1-2,神のお口付け

繭玉がほつれる。巻き取られるようにするするとそれは解ける。それは八本の長い絹糸となって、彼の指に収束する。しばらくすると糸の一本も見えなくなり、ぽつんと高尾山の山頂に高尾だけが立っていた。

吉祥天と会う前はまだ見えていた太陽は既にもう隠れ、白く見えていた月が代わりに、とでもいうように煌々としている。夜の暗さ、不気味さはほとんど感じられない。

高尾は黙ったままいたずらに指を弄ぶ。絹糸が数本指に絡んでおり、動かす度に皮膚が軽く張る。月光に絹糸が、透明に光る。

彼は何か触りたい、とでもいうように腕を前へ伸ばす。まっすぐの少し下、吉松院のある丘の方角。向こうからなら克明に見える高尾山だが、こちらからは視認できない。麓は遠く、月光の下でもただの闇が広がっている。


(何十年と勧誘してきたが)

はあ、と息を吐く。ため息が白く染まる。

「惜しいよなぁ」

平たい岩に腰掛ける。山水図のような絵柄が装飾された、絹製の敷物が敷いてある。


よく見ると周りの木々には絹製のタペストリーが、大きめの山小屋には絹製の暖簾がかかっており、座れる場所には全て絹製の敷物が置いてある。人間世界とは違った、異様で絢爛な「口」の風景だ。
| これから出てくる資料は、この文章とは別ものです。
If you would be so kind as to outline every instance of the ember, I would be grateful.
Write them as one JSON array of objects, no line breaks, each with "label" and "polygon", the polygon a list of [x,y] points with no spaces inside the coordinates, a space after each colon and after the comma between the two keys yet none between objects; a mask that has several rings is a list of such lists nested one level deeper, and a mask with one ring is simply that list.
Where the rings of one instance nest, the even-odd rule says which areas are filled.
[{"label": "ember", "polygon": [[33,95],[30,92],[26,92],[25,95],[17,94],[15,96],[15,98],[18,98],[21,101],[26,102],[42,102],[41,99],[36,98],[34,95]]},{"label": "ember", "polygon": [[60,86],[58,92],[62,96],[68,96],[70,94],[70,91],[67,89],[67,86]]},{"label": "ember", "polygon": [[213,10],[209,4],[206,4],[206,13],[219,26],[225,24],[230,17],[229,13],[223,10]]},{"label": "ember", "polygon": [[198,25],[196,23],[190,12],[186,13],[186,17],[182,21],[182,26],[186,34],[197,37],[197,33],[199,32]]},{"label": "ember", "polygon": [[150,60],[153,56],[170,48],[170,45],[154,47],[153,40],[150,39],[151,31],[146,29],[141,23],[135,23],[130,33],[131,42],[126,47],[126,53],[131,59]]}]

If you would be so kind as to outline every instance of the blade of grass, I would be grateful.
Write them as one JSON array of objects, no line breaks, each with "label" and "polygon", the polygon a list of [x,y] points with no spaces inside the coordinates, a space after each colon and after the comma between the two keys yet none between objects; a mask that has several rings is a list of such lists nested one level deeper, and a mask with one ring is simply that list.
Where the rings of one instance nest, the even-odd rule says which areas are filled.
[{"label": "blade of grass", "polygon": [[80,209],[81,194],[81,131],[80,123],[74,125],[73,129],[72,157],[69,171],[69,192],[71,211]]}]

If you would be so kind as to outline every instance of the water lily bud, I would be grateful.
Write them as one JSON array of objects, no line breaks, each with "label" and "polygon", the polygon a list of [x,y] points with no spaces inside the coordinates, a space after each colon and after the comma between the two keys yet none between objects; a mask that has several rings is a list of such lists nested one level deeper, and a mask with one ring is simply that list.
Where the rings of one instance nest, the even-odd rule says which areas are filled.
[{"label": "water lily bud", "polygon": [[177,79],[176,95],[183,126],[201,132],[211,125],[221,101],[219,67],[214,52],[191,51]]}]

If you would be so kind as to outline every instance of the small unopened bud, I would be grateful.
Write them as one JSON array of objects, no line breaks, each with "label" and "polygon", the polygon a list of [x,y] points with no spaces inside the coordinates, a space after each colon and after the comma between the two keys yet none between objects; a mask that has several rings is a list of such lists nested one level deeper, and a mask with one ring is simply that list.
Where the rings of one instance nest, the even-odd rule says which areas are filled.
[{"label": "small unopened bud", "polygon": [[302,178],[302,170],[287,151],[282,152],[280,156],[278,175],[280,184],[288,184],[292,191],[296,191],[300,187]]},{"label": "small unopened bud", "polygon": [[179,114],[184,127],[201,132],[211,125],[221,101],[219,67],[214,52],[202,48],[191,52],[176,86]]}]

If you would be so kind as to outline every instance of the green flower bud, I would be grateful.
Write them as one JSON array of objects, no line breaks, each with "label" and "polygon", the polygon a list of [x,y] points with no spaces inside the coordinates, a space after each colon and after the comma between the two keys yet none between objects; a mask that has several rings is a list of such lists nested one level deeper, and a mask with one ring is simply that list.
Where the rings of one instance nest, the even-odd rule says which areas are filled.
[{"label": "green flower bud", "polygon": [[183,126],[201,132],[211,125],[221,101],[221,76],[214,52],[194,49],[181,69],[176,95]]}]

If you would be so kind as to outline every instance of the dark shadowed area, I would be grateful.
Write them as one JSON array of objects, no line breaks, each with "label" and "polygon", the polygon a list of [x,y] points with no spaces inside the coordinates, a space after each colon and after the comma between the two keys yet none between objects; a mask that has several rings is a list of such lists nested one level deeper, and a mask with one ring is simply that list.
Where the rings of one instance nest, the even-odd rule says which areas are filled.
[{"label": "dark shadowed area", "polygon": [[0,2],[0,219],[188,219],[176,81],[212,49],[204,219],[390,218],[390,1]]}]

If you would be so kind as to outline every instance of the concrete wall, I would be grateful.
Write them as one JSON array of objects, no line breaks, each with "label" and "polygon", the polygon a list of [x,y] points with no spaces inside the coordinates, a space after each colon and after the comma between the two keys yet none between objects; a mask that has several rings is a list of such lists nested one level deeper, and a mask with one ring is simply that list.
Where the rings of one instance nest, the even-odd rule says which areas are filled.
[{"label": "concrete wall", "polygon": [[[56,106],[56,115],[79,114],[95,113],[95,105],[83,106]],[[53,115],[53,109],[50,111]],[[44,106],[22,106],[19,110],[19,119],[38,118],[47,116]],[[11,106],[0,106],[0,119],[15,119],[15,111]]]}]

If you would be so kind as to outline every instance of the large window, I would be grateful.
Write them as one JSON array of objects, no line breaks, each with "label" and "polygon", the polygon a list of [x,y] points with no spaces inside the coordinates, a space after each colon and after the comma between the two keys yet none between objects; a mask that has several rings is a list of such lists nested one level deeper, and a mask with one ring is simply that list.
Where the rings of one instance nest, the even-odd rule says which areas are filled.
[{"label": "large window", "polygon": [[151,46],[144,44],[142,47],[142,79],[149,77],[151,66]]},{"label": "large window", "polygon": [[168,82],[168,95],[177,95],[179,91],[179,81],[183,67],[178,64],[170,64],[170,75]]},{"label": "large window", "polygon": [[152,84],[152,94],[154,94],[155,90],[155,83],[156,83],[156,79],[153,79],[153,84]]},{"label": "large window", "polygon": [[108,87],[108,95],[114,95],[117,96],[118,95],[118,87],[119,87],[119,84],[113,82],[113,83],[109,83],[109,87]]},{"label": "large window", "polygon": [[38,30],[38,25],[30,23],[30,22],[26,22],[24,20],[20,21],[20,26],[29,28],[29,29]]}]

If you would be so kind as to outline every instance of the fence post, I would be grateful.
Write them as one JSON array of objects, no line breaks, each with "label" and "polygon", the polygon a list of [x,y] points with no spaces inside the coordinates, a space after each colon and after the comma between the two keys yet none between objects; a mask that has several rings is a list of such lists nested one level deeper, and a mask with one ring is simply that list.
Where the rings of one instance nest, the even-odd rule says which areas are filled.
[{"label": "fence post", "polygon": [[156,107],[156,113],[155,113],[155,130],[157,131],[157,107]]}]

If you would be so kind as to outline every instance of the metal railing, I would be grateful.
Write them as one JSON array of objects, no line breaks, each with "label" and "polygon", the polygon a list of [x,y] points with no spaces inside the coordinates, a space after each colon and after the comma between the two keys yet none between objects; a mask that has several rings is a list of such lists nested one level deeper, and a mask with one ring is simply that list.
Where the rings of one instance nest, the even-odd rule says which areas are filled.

「煌びやかな装飾ほど月の光くらいが似合う。稚拙な月光でぎりぎり見られる部分と、暗すぎて見えない部分がある。それが良い」


「……おっしゃる通りかと」

いつの間にかそばにいる人影に、しかし高尾は振り向きもせず言葉を続ける。

「勧誘はやめた」

「はい」

事務的な返答が返ってくる。

「惜しいよなあ、女々しいか」

「神一人で何か変わるということはありません」

冷たい返答が返ってくる。

「それより、昨夜の小火騒ぎについてですが、あなた様にはことの収拾を早急につけていただきたく―」

「変わるよ」

高尾は話を遮る。いや、もとから相手の話を聞いていなかったというふうだ。

「『八』王子なんだ、ここは。七ではキリが悪い」

「……皆、茶屋前に集まっています。ご指導として、お言葉を二言三言」

「分かったよ……そろそろ酒を飲みたい」

高尾はゆっくり立ち上がる。する、と落ちかけた敷物を手でおさえ、大事そうに敷き直す。絹で彩られた山道を下っていく。ぽつんとひとりごつ。

「一昨日も話したのに、話すことなんてないよ」


---


(ふいー、もう夜か)

鳥居をくぐってすっかりただの概念へと戻ったラクシュミーこと吉祥天こと私は、かなり真っ暗な見晴台にいた。大体の位置関係がわかっている人でなければ鳥居はおろか、見晴台への道すじすら分からないだろう。月の光といっても頼れるほどではなく、子供でなくとも後ろを振り向くことが躊躇われるような、そんな雰囲気すら感じる。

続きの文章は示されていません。